“I’m unsubscribing.” That’s what the message read when I opened the email. It was from my 20 year old son who no longer wanted to subscribe to my blog. He’d just read the first paragraph of the post where I’d described flying cross country in a black lace teddy to meet my husband. His father. Apparently, it had traumatized him.
I probed, “Well, son how do you think you got here?”
“I don’t care. . . I don’t want to know.” He continued, “There are just some things I just don’t want to think about.”
“You can deny it all you like, son,” I said in my most mature mom voice. “but,” I continued, lowering my voice to a mock whisper, “IT happened. . . IT happens.”
He gave me the “grow up, Mom,” look. Then, he quivered, made a face of total disgust, plugged his ears, and marched out of the room, with me shouting after him, “We did it! We did it! We dooooo it!”
Clearly at that moment, he was in denial. And in his case, denial was a beautiful thing.
Many of us live in denial at one time or another in our lives without even realizing it.
Denial is a coping mechanism we use when we encounter something we don’t want to see or think about or accept.
It’s really quite handy, but it can be dangerous as well because it can keep us from acknowledging the truth and moving past hurtful events in our lives. Just because you don’t want to believe something happened doesn’t mean it didn’t happen.

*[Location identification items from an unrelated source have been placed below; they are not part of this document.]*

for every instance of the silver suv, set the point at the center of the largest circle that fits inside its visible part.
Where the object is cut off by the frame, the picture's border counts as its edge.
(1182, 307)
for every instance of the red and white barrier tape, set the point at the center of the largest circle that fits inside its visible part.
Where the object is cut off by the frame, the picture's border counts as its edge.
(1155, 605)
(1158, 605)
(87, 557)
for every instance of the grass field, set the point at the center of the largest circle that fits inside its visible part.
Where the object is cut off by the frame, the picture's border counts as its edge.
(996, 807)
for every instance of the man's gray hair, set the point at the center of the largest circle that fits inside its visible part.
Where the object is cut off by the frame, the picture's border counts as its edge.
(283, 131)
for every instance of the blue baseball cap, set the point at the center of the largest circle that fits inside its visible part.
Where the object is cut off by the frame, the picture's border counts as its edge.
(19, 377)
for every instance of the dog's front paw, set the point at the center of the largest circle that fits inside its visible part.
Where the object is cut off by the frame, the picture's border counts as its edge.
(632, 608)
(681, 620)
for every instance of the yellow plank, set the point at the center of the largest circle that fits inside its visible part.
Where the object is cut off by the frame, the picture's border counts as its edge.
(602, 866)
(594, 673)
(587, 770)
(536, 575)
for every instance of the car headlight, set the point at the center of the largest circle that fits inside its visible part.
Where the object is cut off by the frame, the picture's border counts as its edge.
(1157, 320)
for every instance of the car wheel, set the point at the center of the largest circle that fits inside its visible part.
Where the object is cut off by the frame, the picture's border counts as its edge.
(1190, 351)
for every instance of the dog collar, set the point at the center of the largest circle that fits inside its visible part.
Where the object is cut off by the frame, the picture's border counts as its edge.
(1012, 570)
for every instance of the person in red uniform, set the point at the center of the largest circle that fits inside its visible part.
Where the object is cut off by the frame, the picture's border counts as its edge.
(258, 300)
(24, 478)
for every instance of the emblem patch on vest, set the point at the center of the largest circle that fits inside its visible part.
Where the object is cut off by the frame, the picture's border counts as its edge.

Denial can give us time to adjust to a painful or stressful situation. It’s a survival technique. Some of us grow up in families or live in situations where we need strong coping mechanisms just to help us focus on what we need to do to survive. And, denial can be useful in those cases, as long as it’s temporary.
Denial becomes dangerous when it prevents us from adjusting and moving on with our lives. You can be in denial about almost anything: a death, an alcoholic parent, a divorce, an abusive relationship, a job loss, personality flaws, financial troubles, your own abilities.
The more painful the event, the more likely you are to deny that it happened. If you’re anything like me, you’ve denied way too many things in your life for way too long. Just because I want to deny something or pretend it didn’t happen, doesn’t make it any less true.
The only way we can mature and move past our past is to deal with it, its impact and consequences. You can keep pretending that it didn’t happen, but you’ll remain stuck in the past and you may constantly battle depression or anxiety.
So how do you know if you’re in denial?
- Do you hide embarrassing details about your life, your past, or your family?
- Do you dismiss or distrust your feelings?
- Do you think about what your life could have been if only. . .
- Do you feel resentful towards others, i.e. your parents, your mate?
- Are you a people pleaser?
- Do you think things will improve when/if you . . .
- Do you constantly anticipate that a relationship will change or improve?
- Do you dread discussing” the problem”?
We have too many resources today to live in a constant state of denial. Help is available, but first you’ve got to acknowledge there’s a problem. It’s not easy facing issues or events from your past, but facing them head on is the only way to move past them.
At some point, we all have to come to terms with issues and events in our lives just as every child has to come to terms with the fact that their parents get naked (within the sanctity of marriage) and flop around like two fish on a beach.
I’m not talking about small issues like human mating habits. I’m talking about bigger issues. Issues that stop you from living and achieving all that God has planned for your life. No matter what has happened in the past, God has a plan for dealing with it. It’s just a suggestion, but I don’t think denial is His long-term strategy.
What issue might you be in denial about?